Have you ever wanted to see a woolly mammoth skeleton? How about Amelia Earhart's flight suit (one worn before her fateful last flight, mind you)?

To see them in person, you can visit the Smithsonian's Natural History and Postal museums, respectively, in Washington, D.C. But now you can take a closer look — in 3-D — on the Smithsonian website, too. The institution has made 20 digitized objects from among its vast holdings available online to the public for viewing from every possible angle.

The Smithsonian gets more than 30 million visitors each year to its 19 museums, Gunter Waibel, the Smithsonian's digitization director who is heading up the X 3D project, tells All Things Considered's Robert Siegel. "That sounds like a really big number, but that also leaves out a lot of people."

And with only 1 percent of the institution's 137 million objects actually on display to the public at any given time, even museum visitors barely scratch the surface of the fossils, weapons, artworks, textiles and even historic furniture within the institutions' collections.

Digitizing its holdings — and making them available to anyone to view from any angle with its 3-D Explorer viewer — is "our way of ... letting you into the storeroom — letting you really explore parts of the Smithsonian you really wouldn't otherwise get to see," Waibel says.

Take the Gunboat Philadelphia, on display in the National Museum of American History. A floating gun platform built to keep the British at bay in New York's Lake Champlain during the Revolutionary War, it was sunk by a British cannon in 1776, where it was perfectly preserved on the frigid lake floor.

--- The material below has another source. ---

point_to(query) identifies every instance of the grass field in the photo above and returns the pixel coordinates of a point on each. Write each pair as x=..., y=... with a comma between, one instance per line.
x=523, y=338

Even in the museum, there's insufficient space for in-person visitors to walk around the entire boat. "So now, by making the 3-D model available, we can actually look at angles that visitors haven't seen ever since ... the object has been placed in the museum" in the 1950s, Waibel explains.

Examining and flipping the objects in the viewer is engrossing, but they're not just for looking. The Smithsonian has also made the data for each of its 20 currently digitized objects also available for free 3-D printing.

"We really wanted to take people's experience from ... interacting and seeing to an experience where they could actually get creative and really work with the data," Waibel says.

With such a vast collection of items across the Smithsonian collections, the institution doesn't plan on digitizing everything, explains spokeswoman Sarah Taylor Sulick. The scanning process for three-dimensional images is time-consuming and expensive, Sulick says. (Much of the current effort has been supported by in-kind technology and equipment.)

"So what we're trying to do with this program is digitize the kinds of objects that help us tell their stories in new and interesting ways," she says.